1003, Cecil Avenue, Millersville, Anne Arundel County
The Childs Residence complex consists of a c. 1840 frame dwelling with a large, c. 1852, frame addition, a c. 1840 frame smokehouse/dairy; and a c. 1920 frame store. The dwelling consists of two sections: a c. 1840 one-room plan, 1 1/2-story structure with a slightly lower rear wing, from which extends a larger, c. 1852, two-story central passage, double-pile plan dwelling. The main block is wider than the earlier wing, creating a broken facade line with the wing set back from the main block. The wings are covered with more steeply pitched gable roofs than the main block. The house rests on a low stone foundation, is covered with weatherboard siding, and has a standing-seam metal roof.
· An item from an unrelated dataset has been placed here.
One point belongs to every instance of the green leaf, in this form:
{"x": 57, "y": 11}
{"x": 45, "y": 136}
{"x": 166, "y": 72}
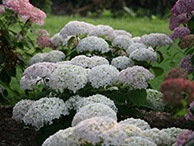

There are four interior gable-end chimneys in the main block, and two in the east wing--one at the east gable end and another at the north gable end of the rear wing. A one-story hip roofed porch supported by eight turned posts with jig-sawn brackets runs across the facade of the house, following the broken facade line. In addition to the ornate brackets, the porch is embellished further with a dentiled cornice. A louvered screen closes the west end of the porch. The principal entrance is located in the center bay of the south facade of the main block. It is composed of a six-panel door, flanked by four-pane sidelights. The rear entrance is covered by a door hood supported by diagonal bracing. There is an entrance in the east wing on the front facade which consists of a late-19th century arched-panel door. There are two entrances into the rear wing, both on the west elevation. The southernmost has a batten door. Windows on the house are predominantly 6/6 sash with louvered shutters. The first story of the main block has large 2/2 sash windows which extend to the floor. The half-story level of the east wing has 3-light windows on the facade, and 6-pane casement windows on the remaining elevations. The interior plan and finishings have been maintained with minor alterations. The c. 1840 heavy timber-frame constructed smokehouse has a rosehead nail-studded door. A dairy was added in the late 19th century. The store was constructed in 1920 after a fire destroyed an earlier one on the site.
The Childs Residence is locally significant as the dwelling of the first Postmaster in Millersville, and for having continuously served as the Post Office and community store for 130 years. Millersville, named for the first Postmaster, George Miller, was the first Post Office to be designated, in 1841, along the Annapolis & Elkridge Railroad (the A & E). Completed in 1840, the A & E was one of the earliest rail lines in this country, connecting Annapolis with the Washington Branch of the B & O Railroad. Today Millersville is still a small crossroads village, surrounded by existing and proposed modern residential and industrial park development. The Childs Residence is the focal point of the town; it is the visual link to the past significance of this rural commercial center. Architecturally, the Childs Residence is typical of the popular form of mid-19th century domestic architecture in America. It has been relatively unaltered and has retained its architectural integrity, giving a sense of time and place to the village of Millersville. Also noteworthy are the surviving smokehouse and rural store.